Wirtinger Derivatives

Wirtinger Derivatives

Introduction

Wirtinger derivatives are differential operators for functions depending on complex variables, regardless of whether those functions are real-valued or complex-valued. Named after Wilhelm Wirtinger, this formalism treats functions on the complex plane as functions of two formally independent variables, $z$ and $z^*$. It is particularly useful in optimization problems involving non-holomorphic functions (especially real-valued functions), enabling complex optimization problems to be handled in the same way as their real counterparts.

Why are Wirtinger derivatives needed?

Ordinary complex differentiation (for holomorphic functions satisfying the Cauchy--Riemann equations) cannot handle non-holomorphic functions such as the real-valued function $f(z) = |z|^2$. Yet in signal processing and machine learning, one frequently needs to minimize real-valued loss functions that depend on complex parameters. Wirtinger derivatives provide the natural framework for such problems.
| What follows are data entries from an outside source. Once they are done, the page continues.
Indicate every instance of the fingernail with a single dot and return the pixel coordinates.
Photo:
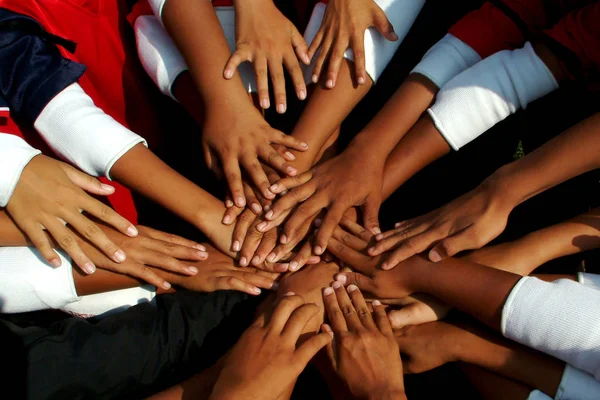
(107, 188)
(192, 270)
(132, 231)
(89, 268)
(120, 256)
(294, 265)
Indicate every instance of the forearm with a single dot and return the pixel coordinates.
(421, 146)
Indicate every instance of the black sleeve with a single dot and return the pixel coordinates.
(32, 70)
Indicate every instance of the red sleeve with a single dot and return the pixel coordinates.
(579, 32)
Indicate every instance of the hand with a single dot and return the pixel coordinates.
(427, 346)
(49, 195)
(364, 352)
(267, 39)
(219, 272)
(149, 252)
(235, 134)
(469, 222)
(337, 185)
(265, 362)
(344, 25)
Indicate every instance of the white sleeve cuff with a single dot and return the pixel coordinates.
(378, 50)
(28, 283)
(15, 154)
(159, 55)
(488, 92)
(558, 318)
(576, 384)
(82, 133)
(446, 59)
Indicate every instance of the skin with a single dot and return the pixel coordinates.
(49, 194)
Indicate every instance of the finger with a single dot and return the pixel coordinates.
(107, 215)
(233, 176)
(330, 222)
(86, 182)
(293, 67)
(96, 236)
(284, 309)
(312, 346)
(240, 56)
(352, 320)
(333, 311)
(42, 243)
(233, 283)
(360, 305)
(371, 214)
(239, 232)
(67, 241)
(381, 319)
(358, 48)
(335, 62)
(262, 81)
(298, 321)
(257, 175)
(300, 47)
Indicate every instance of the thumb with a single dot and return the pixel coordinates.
(87, 182)
(384, 26)
(371, 214)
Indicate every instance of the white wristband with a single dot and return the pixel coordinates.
(15, 154)
(159, 56)
(446, 59)
(28, 283)
(82, 133)
(378, 50)
(488, 92)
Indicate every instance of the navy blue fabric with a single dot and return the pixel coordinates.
(32, 70)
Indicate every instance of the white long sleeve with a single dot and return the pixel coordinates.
(15, 154)
(559, 318)
(447, 58)
(378, 50)
(488, 92)
(81, 133)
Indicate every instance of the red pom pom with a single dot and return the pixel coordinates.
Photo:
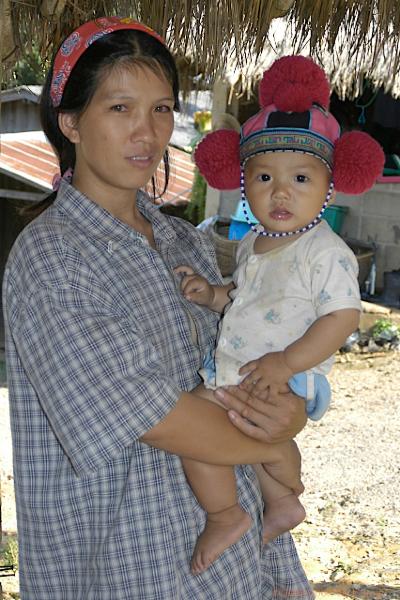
(294, 84)
(357, 162)
(217, 158)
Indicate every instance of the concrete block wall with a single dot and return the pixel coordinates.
(375, 217)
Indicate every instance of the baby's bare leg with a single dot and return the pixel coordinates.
(283, 510)
(215, 489)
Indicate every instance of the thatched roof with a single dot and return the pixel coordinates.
(354, 36)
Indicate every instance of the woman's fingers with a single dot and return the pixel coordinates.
(279, 415)
(184, 269)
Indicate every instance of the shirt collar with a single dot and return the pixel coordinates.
(89, 215)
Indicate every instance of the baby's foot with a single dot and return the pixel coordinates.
(281, 516)
(222, 529)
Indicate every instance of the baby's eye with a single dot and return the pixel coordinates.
(301, 178)
(264, 177)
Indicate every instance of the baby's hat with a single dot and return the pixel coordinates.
(294, 97)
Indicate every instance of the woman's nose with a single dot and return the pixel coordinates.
(142, 128)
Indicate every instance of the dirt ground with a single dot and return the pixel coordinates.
(350, 541)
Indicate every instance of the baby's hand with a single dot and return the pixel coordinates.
(195, 288)
(270, 369)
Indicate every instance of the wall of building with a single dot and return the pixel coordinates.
(20, 115)
(375, 217)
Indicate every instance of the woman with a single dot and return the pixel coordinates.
(102, 353)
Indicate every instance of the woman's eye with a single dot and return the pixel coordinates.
(163, 108)
(118, 108)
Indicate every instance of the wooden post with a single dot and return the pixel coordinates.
(220, 95)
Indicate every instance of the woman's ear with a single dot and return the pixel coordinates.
(68, 122)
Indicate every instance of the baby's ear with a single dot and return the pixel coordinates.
(67, 122)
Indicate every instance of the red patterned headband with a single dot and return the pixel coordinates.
(78, 42)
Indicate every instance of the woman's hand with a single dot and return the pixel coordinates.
(278, 416)
(195, 288)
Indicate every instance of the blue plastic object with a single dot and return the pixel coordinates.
(239, 225)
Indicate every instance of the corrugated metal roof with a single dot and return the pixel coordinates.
(28, 157)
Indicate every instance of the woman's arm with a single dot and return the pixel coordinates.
(197, 289)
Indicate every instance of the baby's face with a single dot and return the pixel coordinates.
(286, 190)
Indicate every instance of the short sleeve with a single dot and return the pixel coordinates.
(334, 281)
(100, 382)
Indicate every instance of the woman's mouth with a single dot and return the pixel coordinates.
(280, 214)
(141, 161)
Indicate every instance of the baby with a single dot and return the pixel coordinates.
(294, 296)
Although the formalism can be applied to complex-valued functions as well, for holomorphic functions ordinary complex differentiation suffices. The true power of Wirtinger derivatives emerges when dealing with functions that depend on both $z$ and $z^*$ (i.e., non-holomorphic functions).

Definition

Consider a function $f(z, z^*)$ depending on the complex variable $z = x + iy$ ($x, y \in \bbR$), where $z^* = x - iy$ denotes the complex conjugate of $z$.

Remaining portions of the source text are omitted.